Keep an eye out for fees. There should be some, it’s just the cost of doing business and help the sponsors to keep the lights on. If there are no fees that should raise some eyebrows. Investors can expect to see 1 – 2.5% acquisition fee or tiered as the deal size gets bigger, 1% or so for loan fees, 1% for asset management. One gotcha worthy of attention is what is that 1% of… is it income, equity, debt plus equity, purchase price, or cap rate value? It can be dramatically different depends on how it’s spelled out.

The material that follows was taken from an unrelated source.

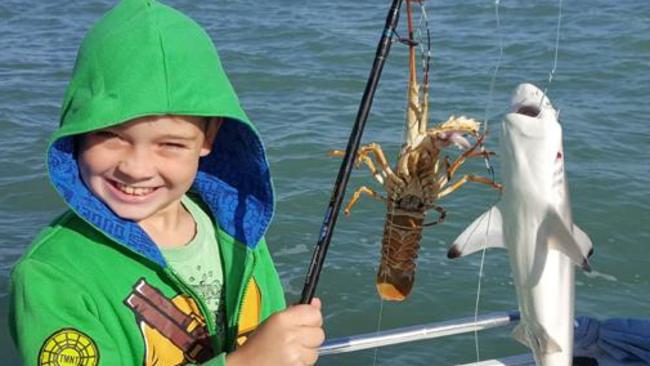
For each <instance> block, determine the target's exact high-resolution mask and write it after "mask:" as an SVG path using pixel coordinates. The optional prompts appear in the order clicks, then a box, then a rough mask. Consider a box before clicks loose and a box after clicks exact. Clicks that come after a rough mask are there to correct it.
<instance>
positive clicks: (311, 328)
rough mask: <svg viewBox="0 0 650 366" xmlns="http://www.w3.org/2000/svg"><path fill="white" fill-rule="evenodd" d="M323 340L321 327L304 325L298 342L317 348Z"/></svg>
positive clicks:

You don’t necessarily need to be an accredited investor (net worth of $1M or more excluding primary residence or > $200k income for the past two years, $300k jointly for married couples) to invest in a private placement. Per SEC regulation each offering can have up to 35 unaccredited investors if they have a prior existing relationship with the sponsor.

Lately there’s been quite a few real estate crowdfunding sites (PeerStreet, RealtyMogul, Fundrise, etc). While they provide access to more deal flows for investors, it can be hard to vet the end sponsors. These platforms act as the middleman and inherently create extra transaction friction. Investors also have to ask themselves that if the end sponsors are experienced why would they need to go to crowdfunding sites and subject themselves to additional fees. Chances are they’re new and lack the investor base, warrant more attention by the investors.